Schubertiade

From Wikipedia, the free encyclopedia
Jump to navigation Jump to search
Moritz von Schwind's 1868 drawing of a Schubertiade

A Schubertiade (also spelled Schubertiad)[1][2][3] is an event held to celebrate the music of Franz Schubert (1797–1828). Modern Schubertiades also include concert series and festivals, such as the Schubertiade Schwarzenberg.

History[edit]

During Schubert's lifetime, these events were generally informal, unadvertised gatherings, held at private homes. Schubertiades in early 19th-century Vienna were typically sponsored by wealthier friends or aficionados of Schubert's music. Numerous such concerts were organised from 1815 onwards in the large apartment of the Austrian jurist and patron Ignaz von Sonnleithner, later also by Franz von Schober, Eduard von Bauernfeld and many others. Schubert's friend Leopold Kupelwieser claimed to hold them on his own, writing, "I treat myself to a Schubertiade now and again".[4]

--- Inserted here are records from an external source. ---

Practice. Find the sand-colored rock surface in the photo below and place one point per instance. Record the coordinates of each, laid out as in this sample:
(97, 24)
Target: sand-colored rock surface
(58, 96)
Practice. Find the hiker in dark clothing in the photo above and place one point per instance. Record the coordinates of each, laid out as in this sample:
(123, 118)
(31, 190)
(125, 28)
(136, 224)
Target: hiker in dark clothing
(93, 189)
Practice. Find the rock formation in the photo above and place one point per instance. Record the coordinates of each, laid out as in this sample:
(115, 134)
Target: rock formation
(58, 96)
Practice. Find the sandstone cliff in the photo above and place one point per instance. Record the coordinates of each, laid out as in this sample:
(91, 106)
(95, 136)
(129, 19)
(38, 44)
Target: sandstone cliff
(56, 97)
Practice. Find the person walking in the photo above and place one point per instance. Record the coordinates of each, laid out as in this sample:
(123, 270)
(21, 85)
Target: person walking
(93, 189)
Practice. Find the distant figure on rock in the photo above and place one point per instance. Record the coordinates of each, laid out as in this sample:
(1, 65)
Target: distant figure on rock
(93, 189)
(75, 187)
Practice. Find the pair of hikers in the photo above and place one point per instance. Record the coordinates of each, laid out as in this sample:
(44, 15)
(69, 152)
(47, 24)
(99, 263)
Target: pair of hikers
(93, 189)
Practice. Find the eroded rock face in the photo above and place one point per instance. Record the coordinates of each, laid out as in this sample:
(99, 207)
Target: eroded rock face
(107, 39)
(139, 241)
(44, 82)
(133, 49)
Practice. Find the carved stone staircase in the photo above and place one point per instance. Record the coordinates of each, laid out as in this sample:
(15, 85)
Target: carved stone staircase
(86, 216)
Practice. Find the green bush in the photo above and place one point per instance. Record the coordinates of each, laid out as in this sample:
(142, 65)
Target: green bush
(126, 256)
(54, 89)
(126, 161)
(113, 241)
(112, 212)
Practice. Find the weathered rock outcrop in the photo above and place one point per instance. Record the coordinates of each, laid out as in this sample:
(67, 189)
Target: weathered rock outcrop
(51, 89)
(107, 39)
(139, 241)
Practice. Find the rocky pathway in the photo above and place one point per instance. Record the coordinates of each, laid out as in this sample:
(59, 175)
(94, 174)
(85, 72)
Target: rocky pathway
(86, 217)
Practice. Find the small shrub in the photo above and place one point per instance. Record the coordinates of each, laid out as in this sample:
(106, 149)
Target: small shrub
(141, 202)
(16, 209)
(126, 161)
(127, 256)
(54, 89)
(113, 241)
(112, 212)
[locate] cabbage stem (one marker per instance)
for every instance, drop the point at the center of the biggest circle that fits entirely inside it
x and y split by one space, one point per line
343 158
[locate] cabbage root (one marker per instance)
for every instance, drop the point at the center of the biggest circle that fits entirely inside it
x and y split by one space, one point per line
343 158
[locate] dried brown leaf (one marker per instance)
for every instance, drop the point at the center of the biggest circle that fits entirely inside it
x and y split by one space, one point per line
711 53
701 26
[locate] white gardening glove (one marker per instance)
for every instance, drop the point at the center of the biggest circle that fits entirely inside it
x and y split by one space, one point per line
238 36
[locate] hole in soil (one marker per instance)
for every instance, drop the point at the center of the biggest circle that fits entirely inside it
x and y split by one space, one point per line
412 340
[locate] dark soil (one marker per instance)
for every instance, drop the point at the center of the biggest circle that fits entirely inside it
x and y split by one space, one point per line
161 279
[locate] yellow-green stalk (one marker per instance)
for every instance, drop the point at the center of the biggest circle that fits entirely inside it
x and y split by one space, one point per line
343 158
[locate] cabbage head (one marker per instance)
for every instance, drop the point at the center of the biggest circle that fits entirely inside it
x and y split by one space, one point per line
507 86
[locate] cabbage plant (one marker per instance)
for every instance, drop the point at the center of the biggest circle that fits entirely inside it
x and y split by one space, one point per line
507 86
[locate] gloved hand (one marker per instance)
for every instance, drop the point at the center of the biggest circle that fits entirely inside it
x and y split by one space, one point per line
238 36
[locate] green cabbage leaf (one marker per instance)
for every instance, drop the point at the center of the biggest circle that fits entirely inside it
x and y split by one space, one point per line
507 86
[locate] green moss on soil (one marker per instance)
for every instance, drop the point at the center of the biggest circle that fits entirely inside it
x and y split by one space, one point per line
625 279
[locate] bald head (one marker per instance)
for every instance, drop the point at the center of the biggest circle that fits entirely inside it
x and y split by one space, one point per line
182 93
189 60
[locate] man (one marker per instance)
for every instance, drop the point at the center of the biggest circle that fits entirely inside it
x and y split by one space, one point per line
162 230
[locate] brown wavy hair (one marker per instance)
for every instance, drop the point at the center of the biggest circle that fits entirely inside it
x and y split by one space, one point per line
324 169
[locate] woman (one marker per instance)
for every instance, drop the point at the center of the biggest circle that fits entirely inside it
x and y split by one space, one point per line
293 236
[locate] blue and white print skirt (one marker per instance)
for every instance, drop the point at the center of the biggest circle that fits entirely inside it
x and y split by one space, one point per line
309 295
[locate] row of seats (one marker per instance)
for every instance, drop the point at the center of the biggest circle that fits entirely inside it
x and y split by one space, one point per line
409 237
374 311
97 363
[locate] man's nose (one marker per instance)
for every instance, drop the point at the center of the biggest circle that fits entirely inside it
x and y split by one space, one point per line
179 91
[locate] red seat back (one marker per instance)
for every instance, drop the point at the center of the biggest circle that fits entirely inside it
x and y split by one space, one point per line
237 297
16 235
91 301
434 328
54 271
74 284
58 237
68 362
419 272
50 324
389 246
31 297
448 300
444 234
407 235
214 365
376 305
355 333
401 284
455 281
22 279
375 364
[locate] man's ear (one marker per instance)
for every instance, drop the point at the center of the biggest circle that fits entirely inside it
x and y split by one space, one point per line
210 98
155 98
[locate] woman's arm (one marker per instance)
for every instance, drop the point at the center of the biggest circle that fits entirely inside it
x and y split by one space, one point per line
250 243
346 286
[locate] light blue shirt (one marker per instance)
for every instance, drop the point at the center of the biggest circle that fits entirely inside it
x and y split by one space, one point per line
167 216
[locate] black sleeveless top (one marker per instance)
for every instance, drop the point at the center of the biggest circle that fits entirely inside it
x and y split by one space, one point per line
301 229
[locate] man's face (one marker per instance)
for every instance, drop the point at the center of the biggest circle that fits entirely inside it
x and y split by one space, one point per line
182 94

While in those years many Schubertiades included the composer's participation, accompanying notable baritones like Johann Michael Vogl on the piano, this was not necessary; they were sometimes held in places other than Vienna, where Schubert spent most of his life, and assumed the character of a literary-musical salon. In addition to Schubert's music, they often also featured poetry readings, dancing, and other sociable pastimes. Attendees numbered from a handful to over one hundred. Notable guests were Joseph Sonnleithner, Leopold von Sonnleithner, Anton von Doblhoff-Dier, Johann Baptist Jenger, Moritz von Schwind, Ludwig Ferdinand Schnorr von Carolsfeld, Wilhelm August Rieder, Johann Mayrhofer, Johann Gabriel Seidl, Franz Lachner, and Joseph von Spaun.

Modern Schubertiades are more likely to be formal affairs, presented as concerts or festivals devoted to Schubert's music.[5] Since 1976 the annual Schubertiade Vorarlberg has been held in Hohenems and Schwarzenberg, initiated by the German baritone Hermann Prey. Other Schubertiades are staged in Ettlingen, Dörzbach and Schnackenburg, in Luxembourg, Biel/Bienne, and at the Vilabertran monastery in Spain.

Depictions[edit]

There are two famous depictions of Schubertiades. The first is an 1868 sepia drawing made "from memory" by Schubert contemporary Moritz von Schwind, which shows a relatively intimate scene. The drawing shows Schubert at the piano, with Johann Michael Vogl and a circle of friends surrounding them. The woman in the painting on the wall is Schubert's alleged, unrequited love, the Countess Karoline Esterházy.

Julius Schmid's 1897 Schubertiade

In contrast, the 1897 depiction by Julius Schmid is a somewhat more formal affair, and the people in the painting are not recognizably Schubert's friends.

Schubertiade today[edit]

Since the 20th century, larger music festivals, which are mainly concerned with Schubert's work are called by the name "Schubertiade", including in particular the one founded by Hermann Prey and Gerd Nachbauer which is held regularly in Hohenems and Schwarzenberg in the Austrian province of Vorarlberg.

The Schubertiade in Schwarzenberg and Hohenems is one of the biggest Schubert festivals with around 80 events and 35,000 visitors each year. Chamber concerts, piano recitals as well as orchestral concerts, readings and lectures, as well as master classes by renowned artists are part of the event[6].

Notes[edit]

  1. ^ Barnes, Clive. "Ballet Theater Gives Debut of Smuin Work". Retrieved 2018-06-25. 
  2. ^ "A New England musical pleasure". digital.nepr.net. Retrieved 2018-06-25. 
  3. ^ McKay, Elizabeth Norman (1996). Franz Schubert: A Biography. Oxford University Press. ISBN 978-0-19-816681-8. 
  4. ^ Gibbs (2000), p. 74
  5. ^ Gibbs (2000), p. 75
  6. ^ "Schubertiade – about us". www.schubertiade.at. Retrieved 2018-03-01. 

References[edit]

  • Gibbs, Christopher H. (2000). The Life Of Schubert. Cambridge, UK: Cambridge University Press. ISBN 0-521-59512-6.